割引シンデレラ
やっと、家に来てくれた。
焼き肉が好き、という情報。
それをもとに、誘った。
『焼き肉食べに来ない?』
それで、すんなり来てくれた。
「家が近いから、良かったよ」
「うん。すぐに来られるからね」
「そうだね」
家に彼女が来たのは、午後5時。
夜は、用事があるらしい。
来てくれた、それだけでいい。
「あー、食べた食べた」
「どうだった?」
「美味しかったよ。特製のタレが絶品で」
「良かった」
「あんな焼き方もあるんだね」
「うん。次は、別の料理も作るからさ」
「ありがとう」
「次は、何食べたい?」
「あっ、ちょっと待って。今何時?」
「6時53分だけど」
「えっあっ、はっほっ」
「どうしたの?」
彼女は、散乱していたミニ扇風機やミニタオルなどを、デカリュックにぶちこんだ。リズムいい声を、出しながら。
「あっ、じゃまた」
「何かあるの?」
「あ、あるよ」
彼女は、財布の小銭を確認しながら、そう言った。『あるよ』の語尾はロケットだった。急激に上へ上へと、向かっていたから。
廊下は走らない。そんな学校での決まりを、この家でも守る彼女。真面目だ。彼女は玄関に、早歩きで向かっていた。
「気を付けてね」
僕は彼女に、そう言った。だけど、耳には何も、入らないみたいだった。
彼女は、一度振り返った。そして、こちらに手を振った。その手には、スマホが握られていた。

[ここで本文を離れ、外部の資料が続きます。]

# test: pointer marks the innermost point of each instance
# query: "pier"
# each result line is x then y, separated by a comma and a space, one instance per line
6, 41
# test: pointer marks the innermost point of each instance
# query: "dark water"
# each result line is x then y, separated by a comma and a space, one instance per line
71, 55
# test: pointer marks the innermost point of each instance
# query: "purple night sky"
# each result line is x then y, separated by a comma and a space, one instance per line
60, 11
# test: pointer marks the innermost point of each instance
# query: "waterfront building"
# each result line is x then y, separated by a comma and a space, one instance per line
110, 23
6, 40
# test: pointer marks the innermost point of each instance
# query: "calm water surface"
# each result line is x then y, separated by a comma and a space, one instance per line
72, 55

彼女のスマホの画面は、ぶれていた。でも、しっかりと分かった。あれは、スーパーのチラシアプリ『スパチラ』だ。色々なスーパーの割引情報が、幅広く見られる。そんなアプリだ。
"キーンバタン"
色々考えている間に、彼女は玄関からいなくなっていた。はやすぎる。
僕に興味ない。ファッションにも、興味ない。食以外、興味ない。そんなの、だいぶ前から、分かっていたことだ。

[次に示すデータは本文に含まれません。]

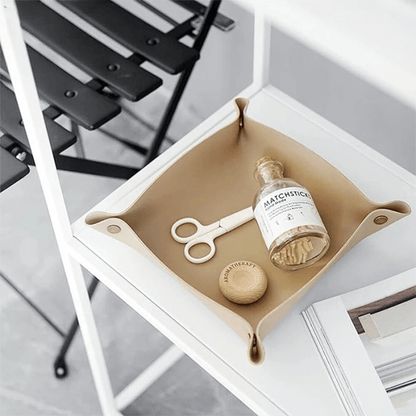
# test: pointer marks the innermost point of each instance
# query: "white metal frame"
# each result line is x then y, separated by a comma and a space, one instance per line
74, 253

でも、手を振るとき、僕の目を見てほしかった。スーパーの割引に、僕は負けたのだ。
ボロボロの靴が、玄関に残っていた。カカト部分が、剥がれかかっている靴。薄汚れたピンクの靴。しかも、右だけ。
僕は王子様ではない。だけど、彼女をすぐに、追いかけていた。猫を抱くように、両手で靴をやさしく抱きながら。